Tiptoeing Through Minefields

Another large government IT project goes down in flames

According to a story today from news service Breitbart, the Census Bureau is abandoning its quest to make the 2010 Census the first "digital" Census. A Census official is slated to tell a Congressional subcommittee that after spending hundreds of millions of dollars with vendor Harris Corporation of Melbourne, Florida, the solution -- handheld devices running special Census software -- has only a fraction of the functionality the Bureau thought it would have.

The Census Bureau was seeking the "holy grail" of Census enumeration -- namely, the fully digital process of knocking on doors, asking questions, recording the answers on a ruggedized PDA and uploading the results in real-time to the Census Bureau's mainframes. Instead of the Holy Grail, the Bureau has encountered the IT equivalent of the Knights Who Say, "NI!"

In this case, the Knights manifest themselves as pesky requirements that always seem to get in the way of a good idea. And demanding a shrubbery.

Besides their newfound use as a door knocker or as a weapon to ward off mean dogs, those expensive handheld appliances will now only be used for address verification.

It's not the first snafu for the Census Bureau. It recently announced it also wanted to skip the process of fingerprinting and checking the backgrounds and criminal histories of its enumerators.

Now, let's think about that for a moment. The Census Bureau will hire some 600,000 temp workers for the 2010 Census. All will handle sensitive data. And most of these temps will travel in neighborhoods, going door-to-door, asking questions and taking down the most sensitive personal information possible.

They will be invited willingly into peoples' homes with official US Government ID badges, sitting on the sofa or at families' kitchen tables, asking questions about family income, numbers of family members and their ages and gender, and other sensitive issues. Some enumerators will probably be given "long form" questionnaires that delve into even greater detail. And the Bureau wants to waive fingerprinting and background checks?

We have a description of the people in Washington who are asking for that waiver of criminal history checks. We call them clueless. Or short-sighted. Or just plain foolish. Or far worse.

I understand the agency's workload, which is monumental. That does not excuse the potential jeopardy American families might find themselves in, nor does it excuse the wasting of hundreds of millions of dollars on equipment that will serve no better purpose than to act as a handheld Garmin.

Harris may or may not be the villain here. I met with Harris executives a year ago as a courtesy to get briefed on this project, due to my past experience with the Census and my continuing interest in Census operations. It looked promising. But while there may not be a villain, there is most certainly a culprit. It is a familiar one. It is the old "requirements snafu," where the buyer cannot tell the seller exactly what they want. I am pretty confident there is a significant amount of "scope creep" to be found as well.

You would think that with all the money and all the "expertise" and all the attention allegedly paid to IT projects in Washington DC, somebody there would be able to write a bulletproof requirements document. It is Project Management 101. Detailed specifications. Strong expectations of performance. Specific deliverables (the favorite word of government procurement specialists).

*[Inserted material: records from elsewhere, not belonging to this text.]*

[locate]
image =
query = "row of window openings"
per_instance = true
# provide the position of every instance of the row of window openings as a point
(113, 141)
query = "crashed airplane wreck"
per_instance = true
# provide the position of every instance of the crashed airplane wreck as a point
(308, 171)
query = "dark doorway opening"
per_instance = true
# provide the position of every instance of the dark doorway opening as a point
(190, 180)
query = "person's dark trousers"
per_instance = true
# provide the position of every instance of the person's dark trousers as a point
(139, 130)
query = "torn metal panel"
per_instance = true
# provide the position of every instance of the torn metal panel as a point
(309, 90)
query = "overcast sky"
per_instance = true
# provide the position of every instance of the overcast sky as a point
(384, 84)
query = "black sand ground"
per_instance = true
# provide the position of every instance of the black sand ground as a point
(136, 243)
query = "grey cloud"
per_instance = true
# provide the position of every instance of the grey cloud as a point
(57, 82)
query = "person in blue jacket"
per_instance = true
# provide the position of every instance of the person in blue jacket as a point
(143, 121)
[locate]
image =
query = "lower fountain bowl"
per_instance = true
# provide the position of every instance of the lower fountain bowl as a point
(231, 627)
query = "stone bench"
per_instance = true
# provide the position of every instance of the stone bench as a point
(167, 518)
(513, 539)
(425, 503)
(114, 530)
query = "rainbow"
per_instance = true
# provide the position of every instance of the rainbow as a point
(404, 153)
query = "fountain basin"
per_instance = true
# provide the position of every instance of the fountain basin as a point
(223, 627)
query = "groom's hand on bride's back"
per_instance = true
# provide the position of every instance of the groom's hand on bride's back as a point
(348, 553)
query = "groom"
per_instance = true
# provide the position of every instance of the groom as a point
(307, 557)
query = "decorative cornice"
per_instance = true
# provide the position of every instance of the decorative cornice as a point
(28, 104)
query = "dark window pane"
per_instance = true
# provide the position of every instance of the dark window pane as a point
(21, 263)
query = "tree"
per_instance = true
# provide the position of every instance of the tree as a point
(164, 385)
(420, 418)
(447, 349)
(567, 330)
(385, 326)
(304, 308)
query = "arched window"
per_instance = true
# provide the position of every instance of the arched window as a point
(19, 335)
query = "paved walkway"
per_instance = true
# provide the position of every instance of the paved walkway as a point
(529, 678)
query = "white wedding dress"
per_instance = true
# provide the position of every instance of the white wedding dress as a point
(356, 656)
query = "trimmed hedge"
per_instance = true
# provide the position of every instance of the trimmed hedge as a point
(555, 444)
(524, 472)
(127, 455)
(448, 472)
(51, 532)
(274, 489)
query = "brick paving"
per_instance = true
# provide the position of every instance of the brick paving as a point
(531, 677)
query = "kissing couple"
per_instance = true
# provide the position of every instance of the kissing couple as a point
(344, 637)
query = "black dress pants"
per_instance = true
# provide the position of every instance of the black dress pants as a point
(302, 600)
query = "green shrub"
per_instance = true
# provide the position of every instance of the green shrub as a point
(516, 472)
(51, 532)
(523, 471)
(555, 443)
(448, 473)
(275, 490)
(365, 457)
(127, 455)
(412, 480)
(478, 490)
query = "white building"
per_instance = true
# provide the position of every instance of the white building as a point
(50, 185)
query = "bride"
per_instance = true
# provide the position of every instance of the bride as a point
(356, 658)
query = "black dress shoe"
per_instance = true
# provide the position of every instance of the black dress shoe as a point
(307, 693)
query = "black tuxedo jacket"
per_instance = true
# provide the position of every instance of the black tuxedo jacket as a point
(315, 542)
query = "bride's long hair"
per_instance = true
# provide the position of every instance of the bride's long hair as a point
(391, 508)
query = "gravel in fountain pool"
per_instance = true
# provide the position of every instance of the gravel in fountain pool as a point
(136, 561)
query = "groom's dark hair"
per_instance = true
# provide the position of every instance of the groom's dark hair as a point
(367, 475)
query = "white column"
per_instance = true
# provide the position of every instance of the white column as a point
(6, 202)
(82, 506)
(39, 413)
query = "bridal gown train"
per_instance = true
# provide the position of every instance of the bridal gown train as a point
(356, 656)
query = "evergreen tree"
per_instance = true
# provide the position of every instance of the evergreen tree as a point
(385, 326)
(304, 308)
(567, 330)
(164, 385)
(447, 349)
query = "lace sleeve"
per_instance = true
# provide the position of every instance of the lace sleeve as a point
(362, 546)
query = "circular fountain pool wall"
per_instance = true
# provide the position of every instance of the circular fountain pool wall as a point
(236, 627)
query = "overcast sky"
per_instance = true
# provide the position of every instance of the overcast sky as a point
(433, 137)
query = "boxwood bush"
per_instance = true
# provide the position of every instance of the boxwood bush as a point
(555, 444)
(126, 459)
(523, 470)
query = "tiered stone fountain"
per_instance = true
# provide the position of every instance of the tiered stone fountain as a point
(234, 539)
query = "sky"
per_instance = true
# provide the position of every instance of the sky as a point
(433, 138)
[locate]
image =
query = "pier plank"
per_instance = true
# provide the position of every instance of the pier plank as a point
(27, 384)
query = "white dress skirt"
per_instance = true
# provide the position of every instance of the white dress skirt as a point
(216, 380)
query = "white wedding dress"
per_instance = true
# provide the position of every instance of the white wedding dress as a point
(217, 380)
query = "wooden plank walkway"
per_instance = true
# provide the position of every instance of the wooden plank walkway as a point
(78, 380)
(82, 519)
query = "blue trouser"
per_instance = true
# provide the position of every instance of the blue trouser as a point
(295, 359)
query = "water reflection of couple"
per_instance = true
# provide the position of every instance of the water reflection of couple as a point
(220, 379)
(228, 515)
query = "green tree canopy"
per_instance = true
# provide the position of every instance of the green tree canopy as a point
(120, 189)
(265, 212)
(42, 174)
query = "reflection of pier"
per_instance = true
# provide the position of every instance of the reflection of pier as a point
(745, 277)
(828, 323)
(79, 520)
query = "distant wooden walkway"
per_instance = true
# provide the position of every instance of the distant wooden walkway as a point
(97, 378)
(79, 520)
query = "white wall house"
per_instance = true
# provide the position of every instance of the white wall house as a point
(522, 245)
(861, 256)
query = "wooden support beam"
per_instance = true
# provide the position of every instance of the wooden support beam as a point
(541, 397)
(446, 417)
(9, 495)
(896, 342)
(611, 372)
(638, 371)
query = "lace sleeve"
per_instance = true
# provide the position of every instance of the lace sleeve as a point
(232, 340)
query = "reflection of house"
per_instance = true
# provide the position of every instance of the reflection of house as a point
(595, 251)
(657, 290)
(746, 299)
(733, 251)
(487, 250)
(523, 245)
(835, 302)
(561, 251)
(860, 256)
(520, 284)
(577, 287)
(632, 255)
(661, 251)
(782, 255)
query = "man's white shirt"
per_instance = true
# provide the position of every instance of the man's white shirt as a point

Also, where was the project oversight? Where was the Congressional oversight? GAO? Federal CIO Council? How about the Census Bureau's Inspector General?

I recently had lunch with a good friend of mine, someone with the responsibility for oversight of government IT projects. He recounted a story of a government agency that wanted to fire its project's IT contractor. When my friend asked for the project plan in question, he was eventually rewarded with a three-ring binder, bulging with over 500 pages of plans.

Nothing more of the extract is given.